I find it interesting that in the early 1900s, four 210 foot towers were erected by the shore. The hum of the motors could be heard for miles; I wonder what the locals thought. Maybe because it was for wireless communication, this was ok.
At the station site, this bronze plaque is displayed. Construction on the Marconi Wireless Station in Wellfleet began in 1901, it was blown down that same year, and reconstructed in 1902. In 1906, engineers warned that erosion was endangering the towers, it was closed in 1917 due to new technology, and in 1920 the station was dismantled. Before being closed, among other things, it had received a distress call from the Titanic, provided communications to the passengers on the Lusitania, and was the site of the media event of the day in 1903, the transatlantic communication between President Theodore Roosevelt and King Edward VII of the UK.
Informational boards are nicely presented by The National Seashore to provide history and details to visitors.
A pavilion shelters this display of the original tower setup.
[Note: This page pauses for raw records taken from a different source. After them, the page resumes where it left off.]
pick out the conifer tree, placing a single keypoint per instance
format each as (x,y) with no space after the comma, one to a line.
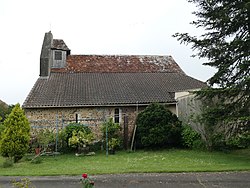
(225,44)
(14,141)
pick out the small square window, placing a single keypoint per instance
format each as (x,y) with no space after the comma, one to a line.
(58,55)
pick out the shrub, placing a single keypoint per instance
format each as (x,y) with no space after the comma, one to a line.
(191,138)
(157,127)
(112,129)
(15,138)
(67,133)
(8,163)
(75,127)
(81,140)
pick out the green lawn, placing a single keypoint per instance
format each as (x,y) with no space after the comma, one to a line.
(139,161)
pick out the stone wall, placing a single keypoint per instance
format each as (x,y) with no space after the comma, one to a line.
(91,116)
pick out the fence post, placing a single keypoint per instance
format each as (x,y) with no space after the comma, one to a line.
(56,131)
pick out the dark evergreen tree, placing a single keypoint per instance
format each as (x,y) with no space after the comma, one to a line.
(226,45)
(15,138)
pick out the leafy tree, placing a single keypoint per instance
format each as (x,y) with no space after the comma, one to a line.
(14,142)
(157,127)
(225,43)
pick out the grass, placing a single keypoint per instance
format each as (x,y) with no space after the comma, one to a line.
(133,162)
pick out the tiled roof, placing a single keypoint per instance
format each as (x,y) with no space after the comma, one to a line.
(99,89)
(120,63)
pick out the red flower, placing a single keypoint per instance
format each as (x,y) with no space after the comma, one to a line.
(84,176)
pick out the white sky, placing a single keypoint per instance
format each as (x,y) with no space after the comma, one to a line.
(116,27)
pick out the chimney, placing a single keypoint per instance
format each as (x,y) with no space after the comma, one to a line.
(46,55)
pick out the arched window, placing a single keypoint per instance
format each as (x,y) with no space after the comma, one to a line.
(117,115)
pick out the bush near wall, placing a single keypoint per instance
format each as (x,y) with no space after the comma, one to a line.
(157,127)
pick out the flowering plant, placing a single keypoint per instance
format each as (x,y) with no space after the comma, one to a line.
(87,182)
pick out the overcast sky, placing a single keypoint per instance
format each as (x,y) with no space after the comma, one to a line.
(115,27)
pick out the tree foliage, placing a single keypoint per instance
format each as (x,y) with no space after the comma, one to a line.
(226,45)
(15,139)
(157,127)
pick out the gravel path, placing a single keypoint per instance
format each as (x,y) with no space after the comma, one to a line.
(155,180)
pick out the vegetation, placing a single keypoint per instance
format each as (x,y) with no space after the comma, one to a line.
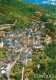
(3,53)
(22,11)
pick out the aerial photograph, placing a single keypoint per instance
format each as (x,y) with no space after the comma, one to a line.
(27,39)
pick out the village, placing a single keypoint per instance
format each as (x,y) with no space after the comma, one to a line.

Weather has not been good to the plexiglas, so this is the best I could do to photograph through the cloudy sides. It gives a good idea of the scope of the station; note the wires strung among the towers.
This is more readable in a larger size if you click the image. Note the bottom right corner showing the erosion which has happened. The line to the right is the end of the dune in 1903, the one in the middle detailing the change in 1993. The remains of the towers did tumble into the sea.
Down on the beach below the dunes, the remnants of the bases of two towers were uncovered by this winter’s storms.
Facing the sea, this is the tower to the left. These are where they fell, not the original placements. If you click through to the larger image, the footprints give a better perspective of the size of these blocks.
The tower on the right has more left of it.
The remains of the rear towers are still visible up on the dunes near the pavilion.
What a beautiful spot. It is a very steep 45 foot (or so) drop, and this fencing is not going to prevent much from sliding down if one gets too close.
A nicely situated viewing area by the pavilion, and one higher on a dune behind it from which water is visible on both sides, the ocean as well as Cape Cod Bay. It is such a narrow strip of land, I wonder if one day Truro and Provincetown will become an island.